La bande-son qui s'imposait comme une évidence!

En déchirant le ciel crépusculaire à toute vitesse, deux F35 gouvernementaux simulèrent une manoeuvre agressive au-dessus des faubourgs extérieurs, avant d’effectuer un large crochet pour revenir vers les cimes enneigées de la chaîne des Cascades, en lâchant derrière eux une flopée d’éclairs brillants destinés à les protéger d’éventuels missiles sol-air. Trois Predators les prirent en chasse quelques secondes avant de remonter se dissimuler dans les nuages.

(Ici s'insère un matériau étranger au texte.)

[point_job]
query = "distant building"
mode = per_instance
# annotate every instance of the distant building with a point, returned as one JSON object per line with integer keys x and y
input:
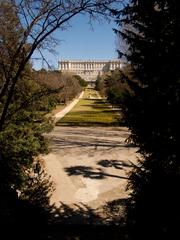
{"x": 88, "y": 70}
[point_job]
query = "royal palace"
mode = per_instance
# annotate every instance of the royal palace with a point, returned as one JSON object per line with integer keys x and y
{"x": 88, "y": 70}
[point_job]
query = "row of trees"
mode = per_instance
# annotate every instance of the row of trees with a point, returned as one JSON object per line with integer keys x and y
{"x": 26, "y": 97}
{"x": 150, "y": 31}
{"x": 113, "y": 86}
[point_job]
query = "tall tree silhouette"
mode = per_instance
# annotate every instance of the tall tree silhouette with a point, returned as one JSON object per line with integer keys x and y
{"x": 150, "y": 29}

« Ils sont de plus en plus téméraires ! lâcha Rhett en reposant sa bière. A-t-on des nouvelles du Sud ?
- La colonne envoyée de Sacramento est toujours bloquée devant Olympia, à l’embouchure de la vallée de la Willamette. Les Volontaires de Californie et les francs-tireurs du Nevada sont arrêtés par plusieurs régiments de Washington redéployés d’Irak et d’Afghanistan, répondit Bill qui essuya ses lunettes rondes, cerclées d’une fine monture en écailles. D’après les rapports, les combats sont assez intenses. Sans l’aide de combattants aguerris, les Volontaires, malgré toute leur bravoure, ne peuvent faire le poids face à des Rangers disciplinés renforcés d’unités Delta surentraînées. Cette guerre est asymétrique, mais dans un sens qu’aucun expert de West Point n’aurait imaginé il y a encore moins de deux ans !
- Et la colonne de secours qui est partie ce matin ? questionna Rhett qui fit mine de ne pas remarquer le trouble que suscita ses paroles chez Mélanie.
- Où est Scarlett ? intervint Melinda pour désamorcer la tension engendrée par la réflexion de Rhett. »

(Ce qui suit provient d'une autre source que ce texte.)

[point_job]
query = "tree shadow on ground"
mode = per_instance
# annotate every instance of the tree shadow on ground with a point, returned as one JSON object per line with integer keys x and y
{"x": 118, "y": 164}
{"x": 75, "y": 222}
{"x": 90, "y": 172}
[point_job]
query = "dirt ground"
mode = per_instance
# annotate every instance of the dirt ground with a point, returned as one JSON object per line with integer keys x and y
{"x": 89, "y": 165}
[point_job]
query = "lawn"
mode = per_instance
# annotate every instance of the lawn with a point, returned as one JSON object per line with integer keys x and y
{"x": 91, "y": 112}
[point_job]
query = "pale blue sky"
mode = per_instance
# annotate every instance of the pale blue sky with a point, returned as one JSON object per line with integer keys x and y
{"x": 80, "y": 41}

Depuis la terrasse qui dominait les quartiers ouest de la Ville des Pluies, Scarlett embrassait les environs, loin à la ronde. Appuyée contre le garde-corps, elle ne sentit pas les regards de toutes les personnes assises autour de la table se braquer sur elle. Elle était perdue dans ses pensées, se remémorant tous les détails du périple qu’elle avait entrepris pour se retrouver piégée dans cette ville. Elle avait cru pouvoir tourner la page en répondant à l’invitation de Mélanie. Elle s’était illusionnée. Elle n’avait pas tardé à regretter sa décision. Elle n’avait pas oublié Ashley.

Elle le revit à la tête de l’escouade offensive des Rams de Los Angeles, distribuant les ballons à ses partenaires, bien protégé par ses avants. Elle était tombée amoureuse la première fois qu’elle l’avait vu au milieu du stade, aussi beau qu’un héros antique dans son costume de lumière. Quand il avait envoyé un sourire complice à Mélanie, sa fiancée assise à côté d’elle, Scarlett avait imaginé qu’il lui était adressé. Qui pouvait vraiment lui résister ? C’était avant. A peine deux ou trois ans auparavant. Une éternité, lui sembla-t-il. Barack Obama était encore Président et les Etats-Unis portaient encore fièrement leur nom.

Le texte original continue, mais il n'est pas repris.